Everybody was like, ‘What are you talking about?’ I thought everyone knew. That was my coming out, without me even knowing I was coming out

What is the significance of the Stonewall Riots for you now?

That was the beginning of me being able to be me. In 1973, I left Illinois and moved to the San Francisco area. I came home with a girlfriend in 1974, and my mom and dad, my whole family, was there. I was talking to my aunt and uncle, and they asked why I had moved to San Francisco. I said, “So I can be gay, it’s a lot easier to be gay there than anywhere else.” Everybody was like, “What are you talking about?” I thought everyone knew. That was my coming out, without me even knowing I was coming out.

If Stonewall never happened, that woman would not have come into Morry’s deli and said, “Suze, let’s go to this thing.” And I would never have been surrounded by other gay people like that. It was the first time I was surrounded by gay people. I was the only gay person I knew.

The Stonewall Riots were my entrée into being introduced to other gay people, and if that hadn’t happened, who knows what would have happened?

Do you remember the first time visiting the Stonewall Inn itself?

Yes, years later in 1980. I didn’t have the exact address. I became a stockbroker. I went to Greenwich Village every night just to be able to walk around by myself and to be around gay people. Back then you couldn’t google it. Everybody had different stories about where it was. But eventually I found it.

Back then, gay bars were so essential to the culture of being gay; the White Horse Inn in Champaign-Urbana was our savior, the place you could absolutely just feel normal. The things went on in that bar were so amazing. I remember one guy looking very familiar. It was one of my professors, wearing a toupée. He was married with kids.

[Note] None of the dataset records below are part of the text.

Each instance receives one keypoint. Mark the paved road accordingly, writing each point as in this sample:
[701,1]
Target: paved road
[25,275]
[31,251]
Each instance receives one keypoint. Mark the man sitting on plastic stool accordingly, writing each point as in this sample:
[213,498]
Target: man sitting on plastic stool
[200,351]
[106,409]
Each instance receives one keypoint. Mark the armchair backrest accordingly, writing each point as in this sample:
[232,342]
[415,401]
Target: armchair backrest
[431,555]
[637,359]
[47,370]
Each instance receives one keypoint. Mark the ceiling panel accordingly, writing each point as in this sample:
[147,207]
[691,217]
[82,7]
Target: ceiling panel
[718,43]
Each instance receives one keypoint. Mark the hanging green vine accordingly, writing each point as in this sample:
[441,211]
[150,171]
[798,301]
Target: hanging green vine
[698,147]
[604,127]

They pushed LGBT people too far at Stonewall that night, thank god.

Things also happened in Chicago when it came to people making a stand in terms of gay liberation, but no one talked about it. The focus was on New York and San Francisco.

How far have LGBT people come since 1969?

We should feel very nervous about Trump, but honest to God, I never thought in my lifetime I would be able, in the United States of America, to say I’m married (to Kathy “KT” Travis) and for it to be legal.

We married in South Africa in 2010, and a year or two later I said on Piers Morgan’s TV show that if marriage equality wasn’t legalized in America within the next 10 years I would give up my citizenship. There was no way I was paying millions of dollars in taxes and everything else to a country that does not recognize me. Thank God I didn’t have to do it. But I was willing to back it up.

Never in a million years would I have believed we would get Mayor Pete, who will hopefully be nominee for president of the United States on the Democrat side. If anybody can do it he can do it.

We’ve come so far. I was talking to my niece, who has three kids, and I said one of them might be gay. She said that she hoped so.

I never take any of the progress for granted. Never in a million years would I have believed we would get Mayor Pete (Buttigieg), who will hopefully be nominee for president of the United States on the Democrat side. If anybody can do it he can do it.

What would you like to see, LGBT-wise, in the next 50 years?

I would like everybody to be who they are and not be labeled gay, straight, queer, and transgender. I would like them to be “Suze,” “Tim,” and “KT”—and that’s it. And not even think about it anymore, for it just to be how it is.

Hopefully the right people get voted in, and we achieve legal equality. Even more important are people’s attitudes. You can have all the laws protecting us, and still have somebody hit you or shoot you. My dream is that the laws are there to protect us, and years and years from now people will protect and respect one another as human beings, in terms of race, sexuality, gender, nationality, and religion—that we are all just seen as God’s people.

What would you say today to the woman who came to the deli if you could, and to the Stonewall demonstrators?

Right now, I have goosebumps in my arms and legs and tears in my eyes. I would say to them… How do you thank somebody for giving you your life? How do you do that? I don’t think there are words large enough or positive enough to express my gratitude.